Speakers Who Sing
by Joan Melton, PhD, ADVS
Author of ONE VOICE: Integrating Singing Technique and Theatre Voice Training, and Singing in Musical Theatre: The Training of Singers and Actors
Email address: email@example.com
Speakers who sing often have distinctive qualities that enhance their stage presence and ability to communicate. They move with confidence and ease, their voices have a certain “ring,” and their speech is clear and interesting. Since we speak and sing with the same voice, singing can clearly influence the way we speak. For example, two physical actions basic to singing technique make an immediate difference in a speaker’s available pitch range and resonance (or richness of sound).
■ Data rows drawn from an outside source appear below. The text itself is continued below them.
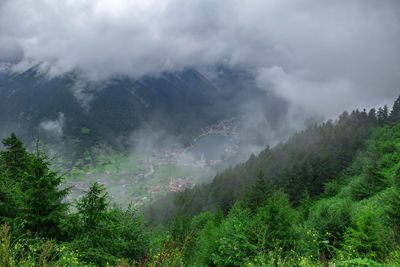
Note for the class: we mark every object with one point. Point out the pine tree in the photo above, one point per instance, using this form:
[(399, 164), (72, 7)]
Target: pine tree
[(93, 206), (395, 113), (257, 194), (15, 158), (44, 208), (383, 115)]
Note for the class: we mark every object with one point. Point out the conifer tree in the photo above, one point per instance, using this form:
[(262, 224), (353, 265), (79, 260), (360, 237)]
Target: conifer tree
[(15, 159), (93, 206), (44, 208), (395, 112), (257, 194)]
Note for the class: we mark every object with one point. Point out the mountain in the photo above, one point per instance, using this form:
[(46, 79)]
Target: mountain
[(70, 107)]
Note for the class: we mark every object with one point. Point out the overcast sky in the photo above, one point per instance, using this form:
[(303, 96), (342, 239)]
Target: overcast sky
[(320, 55)]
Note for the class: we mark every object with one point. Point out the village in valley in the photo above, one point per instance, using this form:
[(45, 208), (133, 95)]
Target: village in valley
[(144, 179)]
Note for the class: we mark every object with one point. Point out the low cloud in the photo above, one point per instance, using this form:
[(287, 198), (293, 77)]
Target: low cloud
[(344, 51), (54, 127)]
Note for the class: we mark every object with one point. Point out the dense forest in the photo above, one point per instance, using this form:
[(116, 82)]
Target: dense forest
[(330, 194)]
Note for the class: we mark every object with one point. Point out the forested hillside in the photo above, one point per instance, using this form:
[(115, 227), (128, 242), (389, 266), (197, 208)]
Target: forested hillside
[(330, 194)]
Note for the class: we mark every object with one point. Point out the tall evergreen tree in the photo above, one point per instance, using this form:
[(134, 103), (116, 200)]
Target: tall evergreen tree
[(395, 112), (44, 206), (93, 206), (15, 159)]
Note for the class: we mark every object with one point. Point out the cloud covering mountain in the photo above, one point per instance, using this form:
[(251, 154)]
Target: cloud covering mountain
[(322, 56)]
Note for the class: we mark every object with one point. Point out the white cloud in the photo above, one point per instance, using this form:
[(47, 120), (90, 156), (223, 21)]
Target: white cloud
[(347, 48), (54, 127)]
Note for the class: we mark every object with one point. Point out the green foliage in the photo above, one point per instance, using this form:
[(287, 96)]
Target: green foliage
[(369, 238), (92, 207), (330, 217), (274, 223)]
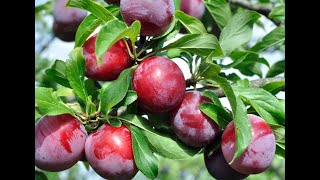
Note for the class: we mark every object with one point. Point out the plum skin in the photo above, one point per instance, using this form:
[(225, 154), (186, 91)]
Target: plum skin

Here are two exercises that will help you to use these natural physical actions:
- Relax the abdominal muscles and allow the lower ribs (mid-back) to widen gently on inhalation.
Exercise: While sitting, standing or moving about, keep the top of the sternum (breast bone)
lifted and the back of the neck long as you blow breath out in little spurts. Notice the inward (or in and up) action of the abs as you exhale, and the immediate release of the abs as the breath drops in. Next, either count, or speak bits of a poem or song using the same abdominal action and release. It’s the release that’s key!
NOTE: Although gym classes often encourage “tight abs,” continuous contraction of the abdominal muscles makes for shallow breathing which often translates into shallow sound and a feeling of “not enough breath.” We speak on exhalation, or on outgoing breath. The major muscles that manage breath movement are the abs, and in order to function efficiently, they need a balance of engagement and release. Additionally, the diaphragm, our major muscle of inhalation-which works without our direct attention-must contract downward toward the abs in order to make room in the chest cavity for the breath we need. So if the abs are tight, the diaphragm can’t do its job.
- Relax the jaw and make space in the throat, especially as you ascend in pitch.
Exercise: While sitting or standing, with the top of the sternum high and the back of the neck long, find the beginning of a yawn in the back of the throat, but keep your lips touching as you hum (sliding, as in a glissando or siren) up and down. Think of widening the back of the throat gently when you go higher in pitch. Then do the same thing on an “oo” with the lips puckered. This exercise is wonderful for blending the entire range of the voice. Repeat with one hand on the lower abs and note the connection between Exercise number 1 above and Exercise number 2.
NOTE: When we get excited or animated, our voices tend to ascend in pitch-which is fine. However, in order to use the upper part of our vocal range and maintain a pleasant sound, we need space in the throat, or a reasonably wide pharynx and lifted soft palate. Singing training is invaluable for opening that space and encouraging the habit of widening, instead of squeezing as you raise the pitch.
These simple and natural actions contribute to a feeling of calmness because they allow the body to breathe easily and release unproductive muscular tension.